Why do I have to leave the batter to rest?
Gluten-free baking can be known for being difficult to keep moist. By letting the mix stand for a while, you will give the gluten-free flour a chance to absorb oil, leaving the gluten-free chocolate cake more moist.
Can I make this gluten-free chocolate cake dairy and egg-free (basically vegan)?
Yes, this is possible.
To make this gluten-free chocolate cake dairy-free, you can simply replace the milk or cream with any dairy-free alternatives such as coconut milk, almond milk or soya milk. They should all work just fine. You can also use vegan butter for dairy-free chocolate buttercream frosting.
It’s also possible to make this gluten-free chocolate cake egg-free by using an egg substitute. You could either use a gelatin egg, or if you wanted it to be vegan, you could use a flax egg. They can be tricky to work with but work well once you have gotten the hang of using them.
Are baking powder and baking soda gluten-free?

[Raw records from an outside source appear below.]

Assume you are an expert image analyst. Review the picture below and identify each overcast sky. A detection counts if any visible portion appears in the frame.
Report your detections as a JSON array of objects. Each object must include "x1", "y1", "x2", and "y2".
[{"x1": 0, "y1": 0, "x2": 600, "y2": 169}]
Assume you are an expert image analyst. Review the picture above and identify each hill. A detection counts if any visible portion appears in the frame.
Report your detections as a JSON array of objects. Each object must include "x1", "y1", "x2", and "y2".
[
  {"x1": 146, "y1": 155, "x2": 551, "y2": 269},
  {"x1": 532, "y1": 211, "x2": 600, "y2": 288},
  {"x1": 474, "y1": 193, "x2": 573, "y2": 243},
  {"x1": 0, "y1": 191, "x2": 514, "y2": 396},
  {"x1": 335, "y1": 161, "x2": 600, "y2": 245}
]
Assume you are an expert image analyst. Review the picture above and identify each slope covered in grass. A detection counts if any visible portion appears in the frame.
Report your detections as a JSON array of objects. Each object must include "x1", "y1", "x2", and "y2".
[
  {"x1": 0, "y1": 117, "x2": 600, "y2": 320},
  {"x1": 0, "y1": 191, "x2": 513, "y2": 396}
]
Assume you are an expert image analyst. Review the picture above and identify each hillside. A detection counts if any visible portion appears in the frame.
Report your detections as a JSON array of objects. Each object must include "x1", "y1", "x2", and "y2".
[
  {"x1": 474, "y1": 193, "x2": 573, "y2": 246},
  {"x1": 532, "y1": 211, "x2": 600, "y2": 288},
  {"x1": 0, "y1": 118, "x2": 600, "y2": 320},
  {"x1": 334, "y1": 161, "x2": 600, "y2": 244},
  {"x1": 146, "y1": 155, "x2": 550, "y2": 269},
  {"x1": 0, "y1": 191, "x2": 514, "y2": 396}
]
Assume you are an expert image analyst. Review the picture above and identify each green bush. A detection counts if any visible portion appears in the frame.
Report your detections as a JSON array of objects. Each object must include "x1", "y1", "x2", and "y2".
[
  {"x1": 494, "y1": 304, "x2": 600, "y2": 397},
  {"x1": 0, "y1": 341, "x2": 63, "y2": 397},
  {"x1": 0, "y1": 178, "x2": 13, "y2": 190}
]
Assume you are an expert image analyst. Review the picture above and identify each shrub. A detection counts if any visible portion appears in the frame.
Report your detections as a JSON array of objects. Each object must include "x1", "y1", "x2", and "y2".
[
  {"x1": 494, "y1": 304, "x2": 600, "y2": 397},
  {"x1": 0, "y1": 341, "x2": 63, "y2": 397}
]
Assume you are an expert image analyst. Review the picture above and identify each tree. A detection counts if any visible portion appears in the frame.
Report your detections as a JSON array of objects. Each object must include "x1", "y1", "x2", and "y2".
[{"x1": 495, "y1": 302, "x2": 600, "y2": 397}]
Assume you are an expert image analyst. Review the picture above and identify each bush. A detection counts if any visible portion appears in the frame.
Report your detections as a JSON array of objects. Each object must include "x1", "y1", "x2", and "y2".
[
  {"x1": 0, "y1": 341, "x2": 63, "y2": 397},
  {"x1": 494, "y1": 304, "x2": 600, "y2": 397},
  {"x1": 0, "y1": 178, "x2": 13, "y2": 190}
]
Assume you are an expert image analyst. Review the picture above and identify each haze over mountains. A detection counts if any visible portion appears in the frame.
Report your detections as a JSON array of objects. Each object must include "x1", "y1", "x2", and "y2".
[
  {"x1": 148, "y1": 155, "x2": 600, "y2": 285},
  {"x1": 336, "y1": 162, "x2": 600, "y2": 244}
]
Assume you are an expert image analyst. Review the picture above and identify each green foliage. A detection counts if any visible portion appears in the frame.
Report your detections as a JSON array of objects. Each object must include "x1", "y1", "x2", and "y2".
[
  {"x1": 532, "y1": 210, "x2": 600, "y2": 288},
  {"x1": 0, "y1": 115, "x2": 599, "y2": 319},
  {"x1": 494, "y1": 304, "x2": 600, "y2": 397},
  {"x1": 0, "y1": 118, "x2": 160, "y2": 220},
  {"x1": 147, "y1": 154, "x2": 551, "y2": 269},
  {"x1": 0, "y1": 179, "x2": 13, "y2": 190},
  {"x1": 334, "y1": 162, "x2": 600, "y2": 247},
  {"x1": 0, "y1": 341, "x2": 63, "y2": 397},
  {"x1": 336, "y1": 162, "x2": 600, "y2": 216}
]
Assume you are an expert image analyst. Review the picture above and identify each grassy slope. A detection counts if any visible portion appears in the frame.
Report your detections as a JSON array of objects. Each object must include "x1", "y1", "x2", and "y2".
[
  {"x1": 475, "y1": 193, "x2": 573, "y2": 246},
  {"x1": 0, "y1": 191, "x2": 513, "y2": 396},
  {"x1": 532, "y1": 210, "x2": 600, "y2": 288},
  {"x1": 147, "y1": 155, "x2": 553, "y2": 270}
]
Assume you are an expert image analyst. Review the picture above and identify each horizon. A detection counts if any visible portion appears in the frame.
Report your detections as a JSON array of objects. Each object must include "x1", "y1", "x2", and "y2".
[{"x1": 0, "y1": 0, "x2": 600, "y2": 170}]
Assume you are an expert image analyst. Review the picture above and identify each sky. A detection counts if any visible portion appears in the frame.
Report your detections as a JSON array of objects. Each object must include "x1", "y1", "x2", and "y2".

While some baking powders and baking sodas use fillers, they don’t tend to contain gluten. However, unless it states they are gluten-free, they can be processed in factories that contain gluten. So if you want to be sure that this will be a 100 per cent gluten-free chocolate cake, then I would recommend using only baking powder and soda that states it is gluten-free.
Why does this chocolate cake recipe use oil instead of butter, and can I use butter if I wanted to?
You can use butter if you prefer, but you may find this will affect how moist this gluten-free chocolate cake turns out. The gluten-free plain flour tends to absorb the oil much better than butter, helping this gluten-free chocolate cake keep its moisture while it’s cooking.
How long will my cake last once bake?
As this cake is iced, you should be able to keep this cake in the fridge for up to 5 days, and it will still keep its moisture. If you are planning on baking this cake sometime ahead of its use or you want to save some of it, you can freeze this chocolate cake for up to one month.
My cake is cracking on top. Why is this, and how do I stop it?
You may find your cake cracking on top while it cooks if your oven is too hot. There is variability between all ovens, and so if your cake is cracking on top, you may need to adjust your oven temperature just a tad. If your oven is just a little too hot, then the cake will rise too quickly, causing the cracking. You should also make sure that you place the cake in the centre of your oven. This will give your gluten-free cake the most consistent and even bake.
This has been a great gluten-free recipe to share and one that you can hopefully use again and again. We all know chocolate cake never gets old, and this gluten-free chocolate cake is one nearly everyone can tuck in and enjoy.